Last, we can’t see any reason for why God would allow this, and so there can’t be any reason for it. Tim Keller, in his excellent book, The Reason for God, makes a parallel point. A well-known philosopher (JL Mackie) had argued that if a good and powerful God exists, he would not allow pointless evil. But Keller points out that there is a hidden premise here, namely that if evil appears pointless to me, then it must be pointless. And then Keller writes: “The reasoning is, of course, fallacious. Just because you can’t see or imagine a good reason why God might allow something to happen doesn’t mean there can’t be one.”

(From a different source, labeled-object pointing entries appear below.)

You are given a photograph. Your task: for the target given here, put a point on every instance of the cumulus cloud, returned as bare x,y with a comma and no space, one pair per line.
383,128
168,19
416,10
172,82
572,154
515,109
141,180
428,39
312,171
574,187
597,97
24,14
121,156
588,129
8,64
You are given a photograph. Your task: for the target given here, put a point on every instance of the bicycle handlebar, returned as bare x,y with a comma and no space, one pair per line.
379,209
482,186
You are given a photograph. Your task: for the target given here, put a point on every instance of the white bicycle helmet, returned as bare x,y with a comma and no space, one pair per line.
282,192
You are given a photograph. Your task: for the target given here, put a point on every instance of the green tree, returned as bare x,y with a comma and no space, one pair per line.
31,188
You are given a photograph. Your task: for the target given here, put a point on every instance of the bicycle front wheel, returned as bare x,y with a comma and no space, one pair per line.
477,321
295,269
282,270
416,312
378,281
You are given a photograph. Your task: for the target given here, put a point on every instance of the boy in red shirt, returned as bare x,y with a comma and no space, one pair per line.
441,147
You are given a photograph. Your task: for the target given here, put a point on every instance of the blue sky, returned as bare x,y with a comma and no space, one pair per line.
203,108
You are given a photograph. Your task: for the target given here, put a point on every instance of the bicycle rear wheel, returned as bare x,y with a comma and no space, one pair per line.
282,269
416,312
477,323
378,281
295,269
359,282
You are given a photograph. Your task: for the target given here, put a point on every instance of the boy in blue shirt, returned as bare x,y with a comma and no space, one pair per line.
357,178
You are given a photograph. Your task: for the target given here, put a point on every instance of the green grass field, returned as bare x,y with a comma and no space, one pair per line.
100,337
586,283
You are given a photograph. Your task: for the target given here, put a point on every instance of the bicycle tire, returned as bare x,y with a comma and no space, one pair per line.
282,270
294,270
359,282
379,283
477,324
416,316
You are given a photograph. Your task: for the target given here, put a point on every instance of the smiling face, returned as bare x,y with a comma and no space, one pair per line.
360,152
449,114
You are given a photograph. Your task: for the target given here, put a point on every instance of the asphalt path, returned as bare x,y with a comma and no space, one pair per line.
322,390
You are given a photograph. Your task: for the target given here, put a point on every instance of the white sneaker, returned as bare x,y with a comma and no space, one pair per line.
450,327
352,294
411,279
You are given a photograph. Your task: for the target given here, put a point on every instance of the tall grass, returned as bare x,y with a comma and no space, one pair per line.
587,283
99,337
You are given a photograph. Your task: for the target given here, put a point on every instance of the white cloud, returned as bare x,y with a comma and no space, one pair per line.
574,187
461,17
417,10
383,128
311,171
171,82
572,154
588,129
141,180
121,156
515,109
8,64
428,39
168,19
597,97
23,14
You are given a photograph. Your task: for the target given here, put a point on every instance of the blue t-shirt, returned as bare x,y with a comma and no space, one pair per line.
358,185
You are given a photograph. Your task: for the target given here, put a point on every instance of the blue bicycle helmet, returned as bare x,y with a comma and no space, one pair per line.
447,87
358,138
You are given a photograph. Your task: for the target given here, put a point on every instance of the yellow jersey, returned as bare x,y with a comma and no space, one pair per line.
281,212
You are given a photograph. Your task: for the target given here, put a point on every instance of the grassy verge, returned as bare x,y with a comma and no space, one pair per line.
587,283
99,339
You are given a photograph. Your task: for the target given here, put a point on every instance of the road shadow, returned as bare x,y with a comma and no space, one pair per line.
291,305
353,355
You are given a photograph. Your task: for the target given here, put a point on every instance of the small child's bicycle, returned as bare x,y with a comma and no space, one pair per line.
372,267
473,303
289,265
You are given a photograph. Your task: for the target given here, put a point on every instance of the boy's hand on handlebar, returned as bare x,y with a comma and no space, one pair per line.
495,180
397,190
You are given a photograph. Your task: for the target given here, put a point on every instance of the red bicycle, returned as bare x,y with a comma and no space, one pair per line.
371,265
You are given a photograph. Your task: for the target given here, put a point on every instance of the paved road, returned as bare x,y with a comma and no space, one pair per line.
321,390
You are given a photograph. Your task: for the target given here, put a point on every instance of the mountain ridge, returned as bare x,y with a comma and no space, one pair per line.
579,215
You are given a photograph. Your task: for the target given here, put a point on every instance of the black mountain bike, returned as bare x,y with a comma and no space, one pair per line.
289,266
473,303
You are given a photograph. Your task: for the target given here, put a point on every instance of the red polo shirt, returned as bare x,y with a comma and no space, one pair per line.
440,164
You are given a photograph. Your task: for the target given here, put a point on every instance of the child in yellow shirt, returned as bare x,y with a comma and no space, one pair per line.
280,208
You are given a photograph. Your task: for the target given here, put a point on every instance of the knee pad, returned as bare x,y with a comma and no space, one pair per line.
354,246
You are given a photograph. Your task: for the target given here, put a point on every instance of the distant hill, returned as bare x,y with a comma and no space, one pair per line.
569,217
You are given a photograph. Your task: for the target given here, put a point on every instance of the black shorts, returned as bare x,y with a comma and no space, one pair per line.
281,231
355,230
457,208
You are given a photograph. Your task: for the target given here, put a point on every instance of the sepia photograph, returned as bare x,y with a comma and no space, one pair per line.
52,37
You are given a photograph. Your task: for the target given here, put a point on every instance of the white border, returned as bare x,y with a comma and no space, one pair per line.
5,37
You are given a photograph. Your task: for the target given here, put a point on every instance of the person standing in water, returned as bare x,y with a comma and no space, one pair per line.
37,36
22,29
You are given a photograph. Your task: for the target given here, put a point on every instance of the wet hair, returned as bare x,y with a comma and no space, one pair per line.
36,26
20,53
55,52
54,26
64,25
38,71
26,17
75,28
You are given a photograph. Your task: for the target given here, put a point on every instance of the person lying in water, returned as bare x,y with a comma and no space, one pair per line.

Now, I have no idea what God’s plan for the pandemic is, but I could easily come up with four or five things that God could be doing that would contradict the idea that the pandemic is pointless evil. For instance, maybe he is forcing us to see that trusting in our own strength and wisdom is a fool’s errand and that we need to trust in him alone. Or maybe God is showing us how weak and helpless we really are so that we will put our hope, not in our own devices, but in God. Or maybe he is simply reminding us that since life is so fleeting, we ought to invest in things that are eternal (things like the Fruit of the Spirit, for instance: love, joy, peace, patience, kindness, goodness, faithfulness, gentleness, and self-control). Or maybe he is just answering our prayers for whenever we pray, “And lead us not into temptation, but deliver us from evil,” aren’t we asking God to grow our faith, deepen our trust and energize our prayers, things that are happening now in many of us. Or maybe he is urging us when we come together again, to be serious about loving the people God puts in our path (unlike how we treated others before). I know that in the Middle Ages when the plague came, cities shut their gates and threw stones and spears at visitors who came to their door looking for shelter. I don’t want to do that (primarily because the only people coming to my door these days are Amazon, Hungry Harvest and the UPS guy). Instead, I want to be loving and kind and compassionate. Maybe God intends that we take his command to love our neighbor seriously when this is all over. Or maybe he is just trying to remind us that while life is so tenuous, it’s not how long we live that matters, but what we do with those years. Again, I don’t know what God’s doing in allowing this virus to run free; but just because I don’t know doesn’t mean there isn’t a plan. And I believe that if God has a plan, then that plan is for his glory and our good and that is a winning combination.
All of that to say, don’t put yourself in a bind by thinking that we ought to be exempt from suffering for whatever reason you feel is most poignant. Doing so will only give you terrible headaches, ringing ears, and shortness of breath. Instead, trust God even in the midst of pandemics and other horrible situations.